B. The Government's reply

B. The Government's reply
  1. 114. In its reply dated 9 June 1980, the Government states that it is unaware of the facts both as for the raid or the CNT's headquarters and the persecution to which Mr. Celso de León Flores was said to have been subjected in Mexico, as both events are said to have taken place under a previous government. Nevertheless, it states that hr. León Flores had been a leader of the CNT and a founder of the Christian Democratic Party but that he had been thrown out of these two organisations. The Government goes on to state that he still carries on trade union activities with another organisation and makes use of his right of freedom of expression, which is guaranteed to him in Guatemala, to fight against the draft Labour Code, particularly during lectures at the University. The Government concludes that this person is exercising his trade union activities normally without suffering any persecution or restriction on his freedom.

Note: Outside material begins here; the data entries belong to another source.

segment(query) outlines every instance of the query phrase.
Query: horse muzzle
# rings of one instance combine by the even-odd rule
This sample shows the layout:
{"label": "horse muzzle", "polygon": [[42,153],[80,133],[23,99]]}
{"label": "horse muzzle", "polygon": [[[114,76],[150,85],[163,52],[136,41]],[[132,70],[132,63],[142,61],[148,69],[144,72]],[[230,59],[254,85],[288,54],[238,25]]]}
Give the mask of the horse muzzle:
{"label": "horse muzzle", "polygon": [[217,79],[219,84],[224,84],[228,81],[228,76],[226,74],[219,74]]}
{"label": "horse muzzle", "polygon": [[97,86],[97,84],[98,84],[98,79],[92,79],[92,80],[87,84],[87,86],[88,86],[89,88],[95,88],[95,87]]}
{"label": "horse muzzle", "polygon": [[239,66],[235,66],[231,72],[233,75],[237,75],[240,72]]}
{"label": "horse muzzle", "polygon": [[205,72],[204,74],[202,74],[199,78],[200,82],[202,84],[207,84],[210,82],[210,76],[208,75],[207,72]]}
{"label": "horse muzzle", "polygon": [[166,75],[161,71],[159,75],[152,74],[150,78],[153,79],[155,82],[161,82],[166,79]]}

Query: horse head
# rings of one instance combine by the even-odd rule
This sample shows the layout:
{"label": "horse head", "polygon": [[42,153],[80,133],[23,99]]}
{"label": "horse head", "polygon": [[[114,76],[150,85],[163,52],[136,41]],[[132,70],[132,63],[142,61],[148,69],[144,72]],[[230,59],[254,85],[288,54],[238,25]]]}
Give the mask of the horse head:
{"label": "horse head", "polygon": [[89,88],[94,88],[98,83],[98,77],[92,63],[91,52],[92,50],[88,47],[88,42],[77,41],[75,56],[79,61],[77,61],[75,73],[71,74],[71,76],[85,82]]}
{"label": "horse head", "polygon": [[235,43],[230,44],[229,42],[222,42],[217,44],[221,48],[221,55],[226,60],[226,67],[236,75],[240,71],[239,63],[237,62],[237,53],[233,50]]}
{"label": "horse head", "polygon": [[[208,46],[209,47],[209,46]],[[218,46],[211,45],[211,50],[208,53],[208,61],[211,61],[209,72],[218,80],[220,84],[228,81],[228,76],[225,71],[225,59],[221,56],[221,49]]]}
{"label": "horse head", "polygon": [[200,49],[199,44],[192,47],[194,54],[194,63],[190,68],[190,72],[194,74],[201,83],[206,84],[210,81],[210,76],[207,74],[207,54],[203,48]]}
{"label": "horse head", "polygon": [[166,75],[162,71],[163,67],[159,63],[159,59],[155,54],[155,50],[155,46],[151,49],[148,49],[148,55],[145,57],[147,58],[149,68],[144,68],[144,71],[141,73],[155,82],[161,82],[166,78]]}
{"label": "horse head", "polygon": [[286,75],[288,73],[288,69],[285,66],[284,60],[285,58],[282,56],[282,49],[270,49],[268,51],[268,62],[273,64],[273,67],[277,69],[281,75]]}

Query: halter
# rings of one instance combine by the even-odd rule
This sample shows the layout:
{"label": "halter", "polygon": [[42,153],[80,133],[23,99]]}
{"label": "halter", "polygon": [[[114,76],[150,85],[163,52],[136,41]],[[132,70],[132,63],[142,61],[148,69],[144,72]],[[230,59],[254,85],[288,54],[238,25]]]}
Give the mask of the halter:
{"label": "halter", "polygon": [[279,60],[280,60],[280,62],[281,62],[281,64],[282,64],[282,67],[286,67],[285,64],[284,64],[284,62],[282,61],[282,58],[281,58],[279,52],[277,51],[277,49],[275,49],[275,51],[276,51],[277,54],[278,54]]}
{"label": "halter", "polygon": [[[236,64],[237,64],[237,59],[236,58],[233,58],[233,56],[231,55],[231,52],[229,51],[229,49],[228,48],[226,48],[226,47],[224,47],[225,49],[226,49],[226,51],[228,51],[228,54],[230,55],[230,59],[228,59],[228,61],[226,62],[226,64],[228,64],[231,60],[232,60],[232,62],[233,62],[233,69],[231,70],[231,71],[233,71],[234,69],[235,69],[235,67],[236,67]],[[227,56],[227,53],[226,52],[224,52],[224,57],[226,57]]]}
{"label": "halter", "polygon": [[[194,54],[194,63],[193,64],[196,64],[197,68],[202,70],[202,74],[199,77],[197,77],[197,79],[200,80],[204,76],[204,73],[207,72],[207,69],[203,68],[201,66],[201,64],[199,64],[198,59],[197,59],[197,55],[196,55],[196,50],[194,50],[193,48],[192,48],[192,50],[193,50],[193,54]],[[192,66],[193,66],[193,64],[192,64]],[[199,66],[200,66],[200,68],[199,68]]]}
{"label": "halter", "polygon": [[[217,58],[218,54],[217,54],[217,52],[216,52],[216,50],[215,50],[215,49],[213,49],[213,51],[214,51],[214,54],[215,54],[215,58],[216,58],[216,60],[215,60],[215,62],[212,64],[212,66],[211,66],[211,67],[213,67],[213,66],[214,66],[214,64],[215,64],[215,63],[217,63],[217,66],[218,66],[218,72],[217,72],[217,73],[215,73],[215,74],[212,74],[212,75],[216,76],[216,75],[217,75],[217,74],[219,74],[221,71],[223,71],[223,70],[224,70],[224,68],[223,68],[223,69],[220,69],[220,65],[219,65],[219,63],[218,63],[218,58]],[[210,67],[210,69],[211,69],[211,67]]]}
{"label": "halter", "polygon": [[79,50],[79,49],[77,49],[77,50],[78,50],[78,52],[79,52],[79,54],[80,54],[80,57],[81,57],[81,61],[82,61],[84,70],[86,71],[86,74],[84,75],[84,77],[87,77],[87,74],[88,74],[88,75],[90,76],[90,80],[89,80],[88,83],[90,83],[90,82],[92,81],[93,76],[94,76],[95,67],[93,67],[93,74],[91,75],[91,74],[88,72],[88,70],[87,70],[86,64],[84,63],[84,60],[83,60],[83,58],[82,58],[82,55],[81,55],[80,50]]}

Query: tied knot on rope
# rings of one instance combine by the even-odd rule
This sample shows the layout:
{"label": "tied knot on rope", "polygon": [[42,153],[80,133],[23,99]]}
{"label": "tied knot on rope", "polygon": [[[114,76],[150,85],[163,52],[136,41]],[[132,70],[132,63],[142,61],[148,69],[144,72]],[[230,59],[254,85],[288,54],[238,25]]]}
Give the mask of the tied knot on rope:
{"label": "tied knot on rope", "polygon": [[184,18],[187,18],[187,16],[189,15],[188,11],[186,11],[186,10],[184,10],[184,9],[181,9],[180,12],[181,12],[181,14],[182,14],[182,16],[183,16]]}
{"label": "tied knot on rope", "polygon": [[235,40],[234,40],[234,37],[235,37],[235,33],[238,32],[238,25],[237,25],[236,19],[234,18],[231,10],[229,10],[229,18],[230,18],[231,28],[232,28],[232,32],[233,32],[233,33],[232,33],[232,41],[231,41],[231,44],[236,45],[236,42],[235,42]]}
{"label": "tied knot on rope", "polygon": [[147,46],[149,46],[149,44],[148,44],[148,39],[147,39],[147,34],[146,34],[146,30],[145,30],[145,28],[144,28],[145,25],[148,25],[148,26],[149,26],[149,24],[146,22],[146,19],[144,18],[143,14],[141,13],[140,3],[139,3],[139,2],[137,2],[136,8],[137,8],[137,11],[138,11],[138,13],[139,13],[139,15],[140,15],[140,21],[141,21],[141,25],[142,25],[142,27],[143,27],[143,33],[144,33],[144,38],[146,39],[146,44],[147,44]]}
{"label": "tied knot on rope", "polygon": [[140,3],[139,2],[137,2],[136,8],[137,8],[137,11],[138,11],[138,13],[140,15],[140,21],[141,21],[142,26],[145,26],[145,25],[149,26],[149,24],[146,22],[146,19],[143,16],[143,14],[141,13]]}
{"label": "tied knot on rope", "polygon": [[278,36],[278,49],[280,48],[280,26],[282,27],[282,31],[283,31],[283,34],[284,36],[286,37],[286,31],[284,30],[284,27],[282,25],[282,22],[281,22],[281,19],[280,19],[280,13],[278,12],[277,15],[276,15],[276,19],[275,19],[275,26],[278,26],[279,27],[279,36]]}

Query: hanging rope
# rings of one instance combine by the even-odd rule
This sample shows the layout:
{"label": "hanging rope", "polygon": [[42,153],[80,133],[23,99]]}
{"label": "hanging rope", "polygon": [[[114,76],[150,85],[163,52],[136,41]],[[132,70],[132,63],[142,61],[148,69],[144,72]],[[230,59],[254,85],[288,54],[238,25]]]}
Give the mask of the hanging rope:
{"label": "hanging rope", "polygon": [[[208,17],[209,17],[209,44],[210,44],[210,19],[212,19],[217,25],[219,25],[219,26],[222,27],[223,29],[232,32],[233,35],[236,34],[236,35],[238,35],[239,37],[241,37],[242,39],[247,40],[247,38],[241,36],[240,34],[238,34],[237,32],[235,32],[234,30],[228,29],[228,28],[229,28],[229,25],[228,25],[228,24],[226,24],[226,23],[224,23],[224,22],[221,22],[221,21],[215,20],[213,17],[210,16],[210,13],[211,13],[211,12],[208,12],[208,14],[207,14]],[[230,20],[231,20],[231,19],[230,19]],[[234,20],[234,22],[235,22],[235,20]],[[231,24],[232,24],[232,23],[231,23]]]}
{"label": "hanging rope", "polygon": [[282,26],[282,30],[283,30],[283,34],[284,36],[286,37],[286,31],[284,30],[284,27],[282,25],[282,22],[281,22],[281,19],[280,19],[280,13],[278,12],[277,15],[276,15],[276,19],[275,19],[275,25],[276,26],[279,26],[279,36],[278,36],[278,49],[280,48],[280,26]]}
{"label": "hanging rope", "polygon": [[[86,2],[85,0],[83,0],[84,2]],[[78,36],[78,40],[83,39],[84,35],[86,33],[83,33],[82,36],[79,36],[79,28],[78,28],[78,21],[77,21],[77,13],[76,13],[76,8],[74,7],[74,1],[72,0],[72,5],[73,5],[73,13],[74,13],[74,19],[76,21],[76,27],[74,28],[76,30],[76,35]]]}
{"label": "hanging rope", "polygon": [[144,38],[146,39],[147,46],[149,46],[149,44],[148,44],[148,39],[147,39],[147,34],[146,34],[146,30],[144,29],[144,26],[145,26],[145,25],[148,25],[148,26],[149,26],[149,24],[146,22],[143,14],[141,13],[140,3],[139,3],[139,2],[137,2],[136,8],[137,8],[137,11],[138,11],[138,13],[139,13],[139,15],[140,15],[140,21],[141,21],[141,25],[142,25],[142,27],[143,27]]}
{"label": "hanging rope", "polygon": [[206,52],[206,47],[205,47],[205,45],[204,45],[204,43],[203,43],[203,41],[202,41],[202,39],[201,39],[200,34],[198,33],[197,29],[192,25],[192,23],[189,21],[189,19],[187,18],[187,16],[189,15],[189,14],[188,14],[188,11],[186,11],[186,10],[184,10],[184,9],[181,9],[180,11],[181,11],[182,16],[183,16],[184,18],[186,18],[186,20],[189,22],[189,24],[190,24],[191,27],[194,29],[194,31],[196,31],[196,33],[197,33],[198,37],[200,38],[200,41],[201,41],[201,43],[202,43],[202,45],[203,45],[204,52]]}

C. The Committee's conclusions

C. The Committee's conclusions
  1. 115. In this matter, the Committee notes that the Government has supplied a reply of a general nature dated 9 June 1980, but that it has not replied to the specific questions which were submitted to it.
  2. 116. In these circumstances, the Committee would like to draw the Government's attention to the general principles as regards the protection of freedom of association which governs these questions.
  3. 117. Thus, regarding searches of trade union premises, the Committee, while recognising that trade unions, like other associations or persons, cannot claim immunity from such an intervention, has always emphasised the importance which it attaches to the principle that such a search should only be made following the issue of a warrant by the ordinary judicial authority and only after that authority has been satisfied that reasonable grounds exist for supposing that evidence exists on the said premises material to eliciting the truth and to a prosecution for an offence under the ordinary law. In such cases, the search should be restricted to the purposes in respect of which the warrant was issued in fact, in the resolution on trade union rights and their relation to civil liberties, adopted by the international Labour Conference at its 54th Session (1970), the Conference expressed the view that the right to protection of trade union property was one of those civil liberties which are essential for the normal exercise of trade union rights.
  4. 118. As concerns the persecution to which Mr. Celso de León Flores is said to have been subjected in June 1976 whilst in Mexico, the Committee, although it is not able to comment on the merits of the allegation in full knowledge of the facts as the Government has not supplied a detailed reply on this question, would nevertheless like to recall that where a person acts as a delegate in a trade union body or at a trade union conference, he should not be worried or prejudiced because of his trade union activities.
  5. 119. In any case, the complainants' allegations are old, dating from June 1976, and the complaint has not been recently supported by additional information.

The Committee's recommendations

The Committee's recommendations
  1. 120. In these circumstances, the Committee recommends the Governing Body to draw the Government's attention to the principles and considerations set out is paragraphs 117 and 118 above concerning the search of trade union premises and the alleged persecution of a leader while he was carrying out trade union business.